ROCKLAND — A Knox County jury deliberated for nearly 90 minutes Sept. 15, before acquitting a 34-year-old Bangor woman of a Class A aggravated trafficking in drugs charge that led to the death of a Rockland man 16 months ago.

The jury also found Audria Ariza not guilty of two other lesser drug charges, but convicted the Bangor woman of the lesser charge of Class C furnishing drugs.

Ariza remains free on bail. A sentencing date has not been scheduled. The maximum sentence for furnishing drugs is five years in prison. The maximum is rarely imposed.

The charges stem from the May 13, 2020, death of 38-year-old Raymond F. Merrifield in Rockland. The state alleged that Ariza provided the methadone that contributed to Merrifield’s death.

An affidavit filed with in the Knox County court last year by Rockland Police Sgt. Alex Gaylor states Merrifield died from accidental acute intoxication from the combined effects of methadone and clonazepam.

The affidavit stated police found Facebook messages between Merrifield and Ariza, where she talks about providing her take-home methadone to him. She met with Merrifield in Hope, after she picked up her take-home dosage of methadone May 10, 2020.

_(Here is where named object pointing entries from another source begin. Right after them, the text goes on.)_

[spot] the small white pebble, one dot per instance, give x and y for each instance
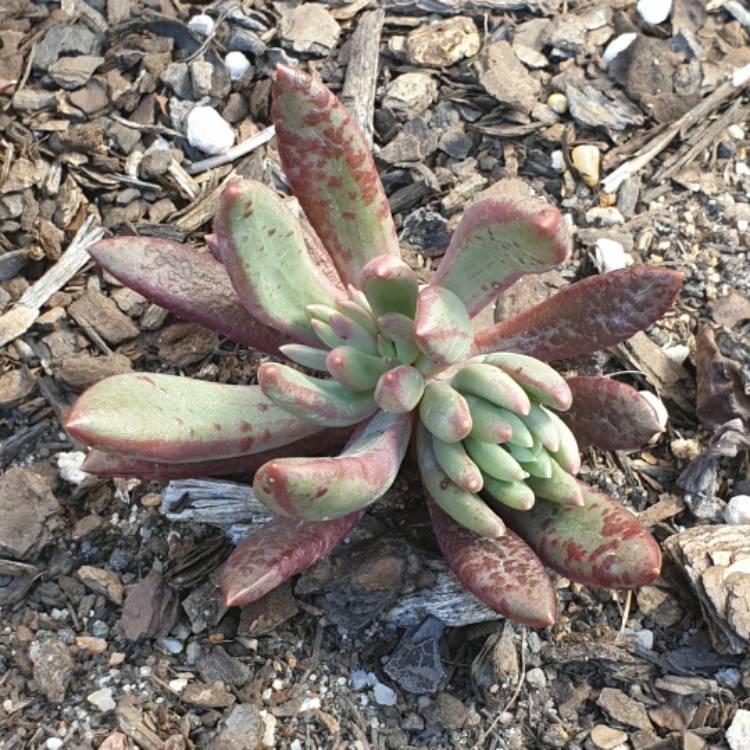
(201, 24)
(654, 12)
(617, 45)
(658, 406)
(384, 696)
(237, 65)
(69, 465)
(677, 353)
(610, 255)
(737, 512)
(208, 131)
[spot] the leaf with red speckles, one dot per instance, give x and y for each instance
(170, 419)
(278, 551)
(442, 329)
(314, 400)
(186, 282)
(114, 465)
(264, 251)
(592, 314)
(499, 239)
(504, 573)
(599, 544)
(610, 414)
(332, 173)
(317, 489)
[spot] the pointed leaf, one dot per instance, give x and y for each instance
(499, 239)
(390, 286)
(561, 487)
(400, 389)
(114, 465)
(592, 314)
(538, 379)
(278, 551)
(494, 460)
(332, 173)
(464, 507)
(322, 402)
(610, 414)
(354, 369)
(442, 329)
(598, 544)
(492, 384)
(459, 468)
(318, 489)
(307, 356)
(188, 283)
(175, 420)
(504, 573)
(264, 251)
(445, 412)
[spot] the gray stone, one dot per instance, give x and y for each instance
(64, 40)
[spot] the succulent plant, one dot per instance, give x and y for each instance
(494, 427)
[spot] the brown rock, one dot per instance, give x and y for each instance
(53, 670)
(102, 581)
(505, 78)
(243, 729)
(102, 314)
(624, 709)
(443, 43)
(28, 513)
(15, 386)
(82, 371)
(214, 695)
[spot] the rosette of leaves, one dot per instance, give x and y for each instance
(495, 428)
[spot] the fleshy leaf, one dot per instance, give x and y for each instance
(598, 544)
(114, 465)
(400, 389)
(442, 329)
(354, 369)
(322, 402)
(499, 239)
(331, 171)
(264, 251)
(464, 507)
(276, 552)
(318, 489)
(504, 573)
(492, 384)
(170, 419)
(610, 414)
(458, 466)
(188, 283)
(445, 412)
(591, 314)
(543, 383)
(390, 286)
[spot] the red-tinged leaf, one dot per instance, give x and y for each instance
(113, 465)
(442, 329)
(332, 173)
(610, 414)
(499, 239)
(599, 544)
(592, 314)
(318, 489)
(186, 282)
(170, 419)
(278, 551)
(316, 401)
(264, 251)
(504, 573)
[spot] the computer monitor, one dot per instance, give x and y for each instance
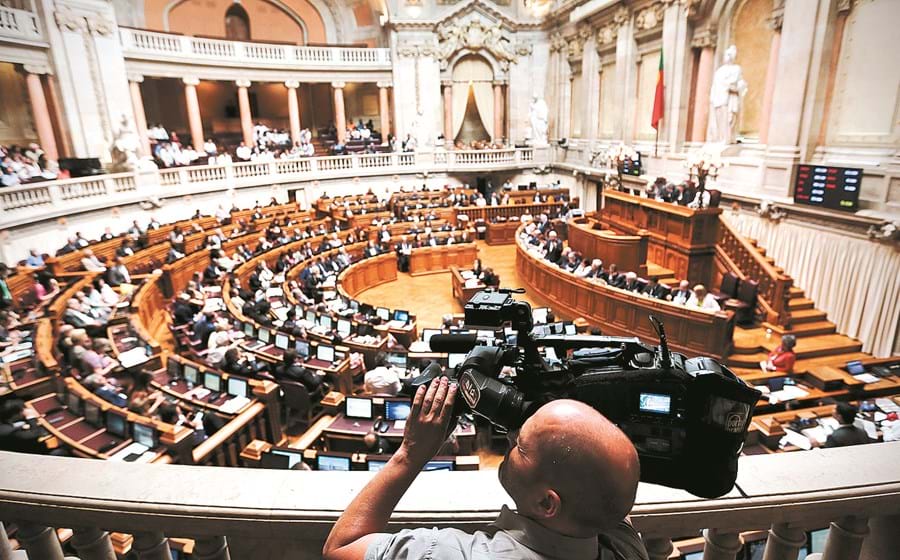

The maximum sentence for Class A aggravated trafficking connected to a death would have been 30 years in prison. The jury also acquitted Ariza of aggravated furnishing and unlawful trafficking in drugs.

The jury trial began Sept. 13. Justice Bruce Mallonee presided over the trial. Assistant Attorney General Jeffrey Baroody prosecuted the case. Ariza was represented by attorney Jeff Silverstein of Bangor.

Ariza testified Sept. 15 that she gave some of her take-home methadone to Merrifield, but said she diluted it with vitamin water. She denied selling the drugs to him. Ariza and Merrifield knew each other most of their lives and had a child together, she testified.

Merrifield’s obituary stated he had many different jobs through the years and at the time of his passing, he worked at Park Street Grille.

He was passionate about music and loved playing his guitar, building onto his extensive record collection and going to concerts with his friends. Merrifield was also a talented writer and wrote many short stories through the years.

He loved to read and was in the middle of the “Outlander” series at the time of his death. Despite all his interests, the thing he loved most in this world was spending time with his children, his family noted.